Framer AI Credits Explained: What You'll Actually Pay

Ryan Hayward

The Framer 3.0 pricing change is causing some confusion, so let me just explain it clearly.

With the launch of AI agents, Framer has introduced a credit system. Every plan comes with a monthly credit allowance. You spend credits every time you ask the agent to do something. When you run out, you can buy more.

Here's what each plan gets you:

  • Free: 500 credits per day (up to 1,000/month)

  • Basic ($10/mo annually): 1,000 credits per month

  • Pro ($30/mo annually): 3,000 credits per month

Framer's own estimate: Free is good for roughly two landing pages a day, Basic for around five a month, Pro for around ten. But that's based on simple tasks. Bigger, more complex work uses more credits.

What actually spends credits?

Anything you ask the canvas agent to do. Design work, content changes, CMS edits, adding animations, making things responsive - all of it. The more complex the task, the more credits it uses.

From my own testing, here's a rough guide to what things cost:

  • Simple content change on an existing section: ~55 credits ($0.42)

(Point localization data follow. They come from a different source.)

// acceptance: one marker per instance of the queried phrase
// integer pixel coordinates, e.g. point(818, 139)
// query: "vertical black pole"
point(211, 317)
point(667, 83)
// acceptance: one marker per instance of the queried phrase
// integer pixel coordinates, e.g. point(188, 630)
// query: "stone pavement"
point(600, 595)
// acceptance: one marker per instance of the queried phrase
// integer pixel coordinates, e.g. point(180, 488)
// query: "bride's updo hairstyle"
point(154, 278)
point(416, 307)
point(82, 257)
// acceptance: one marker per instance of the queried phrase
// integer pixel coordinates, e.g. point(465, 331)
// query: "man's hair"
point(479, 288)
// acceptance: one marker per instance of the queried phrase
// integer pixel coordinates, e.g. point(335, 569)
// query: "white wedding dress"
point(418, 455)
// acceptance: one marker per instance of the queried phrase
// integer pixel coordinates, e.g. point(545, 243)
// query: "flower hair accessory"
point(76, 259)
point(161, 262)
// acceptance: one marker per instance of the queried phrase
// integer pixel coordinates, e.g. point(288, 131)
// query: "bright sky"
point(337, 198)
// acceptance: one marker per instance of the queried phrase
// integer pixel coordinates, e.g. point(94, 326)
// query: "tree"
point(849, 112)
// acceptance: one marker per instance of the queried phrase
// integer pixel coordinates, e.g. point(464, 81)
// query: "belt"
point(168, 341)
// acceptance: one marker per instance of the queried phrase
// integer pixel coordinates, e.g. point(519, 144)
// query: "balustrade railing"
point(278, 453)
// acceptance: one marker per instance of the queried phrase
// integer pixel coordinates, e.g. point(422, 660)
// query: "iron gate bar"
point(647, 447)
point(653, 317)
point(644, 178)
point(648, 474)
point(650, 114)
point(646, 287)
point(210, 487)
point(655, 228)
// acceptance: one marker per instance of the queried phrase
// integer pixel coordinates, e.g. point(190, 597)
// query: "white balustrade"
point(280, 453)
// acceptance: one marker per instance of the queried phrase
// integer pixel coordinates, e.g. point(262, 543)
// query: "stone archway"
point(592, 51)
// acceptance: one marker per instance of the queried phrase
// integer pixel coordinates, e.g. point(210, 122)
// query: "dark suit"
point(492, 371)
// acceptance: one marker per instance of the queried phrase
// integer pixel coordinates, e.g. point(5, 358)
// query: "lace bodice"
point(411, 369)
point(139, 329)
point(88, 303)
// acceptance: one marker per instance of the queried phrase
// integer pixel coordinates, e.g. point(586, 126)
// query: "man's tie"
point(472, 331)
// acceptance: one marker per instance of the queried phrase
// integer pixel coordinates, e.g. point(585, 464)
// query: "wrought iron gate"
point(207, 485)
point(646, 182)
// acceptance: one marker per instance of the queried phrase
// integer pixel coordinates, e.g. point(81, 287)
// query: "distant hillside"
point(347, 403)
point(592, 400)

  • New CMS item: ~26 credits ($0.20)

  • Code component from canvas context: ~35 credits ($0.27)

  • Recreating a section from a screenshot: ~200 credits ($1.52)

  • New page using existing styles and components: ~240 credits ($1.82)

  • Dark mode toggle on an existing site: ~200 credits ($1.52)

  • Full landing page from scratch (no prior styles): ~778 credits ($5.90)

The last one is the wild number. Nearly $6 to generate a landing page from zero context. But if you're building inside an existing project with your components and styles already set up, that number drops significantly because the agent doesn't have to figure everything out from nothing.

The cost per credit

One credit is worth $0.0076 USD.

Framer says they price credits at roughly what it costs them to run the underlying models. GPT-5.5 is the base model. You can switch to lighter models to stretch your credits further, or use heavier models like Opus 4.8 for more complex tasks.

There's also a refund policy worth knowing about: if the agent gets something wrong and you mark the result as bad in the Changes summary, Framer refunds those credits. That's a decent safety net.

The external agent loophole

If you're already using Claude Code, Cursor, or Codex, you don't have to use Framer's built-in agent for everything.

When you connect an external LLM through the Framer MCP (via the Framer CLI), you bypass the Framer credit system entirely. You only pay whatever your model provider charges for tokens.

Running the same CMS task through Claude Code cost me $0.13 versus $0.19 through Framer's native agent. Not huge, but if you're doing heavy AI work daily it adds up.

This also means if you're on a lower plan and hitting credit limits, you have an escape valve. Use the canvas agent for design tasks where the real-time visual feedback matters. Use an external agent for bulk CMS work, content imports, audits, and anything you can run in the terminal.

Is it worth it?

For most people on Pro or Basic, the included credits are probably enough for everyday editing and occasional generation. The credit system only bites if you're generating lots of pages from scratch, regenerating constantly, or running heavy localisation workflows.

If you're a freelancer building one or two client sites a month, Pro at $30/mo with 3,000 credits is probably more than you'll ever use.

If you're an agency running multiple projects simultaneously or doing serious AI-driven workflows, you'll want to either top up credits or lean on external agents for the heavy lifting.

The pricing is more generous than I expected. AI is expensive to run. The fact that Framer has bundled credits into every plan rather than making it a separate add-on is a reasonable call.

Check framer.com/pricing for the latest numbers - they iterate on this stuff regularly.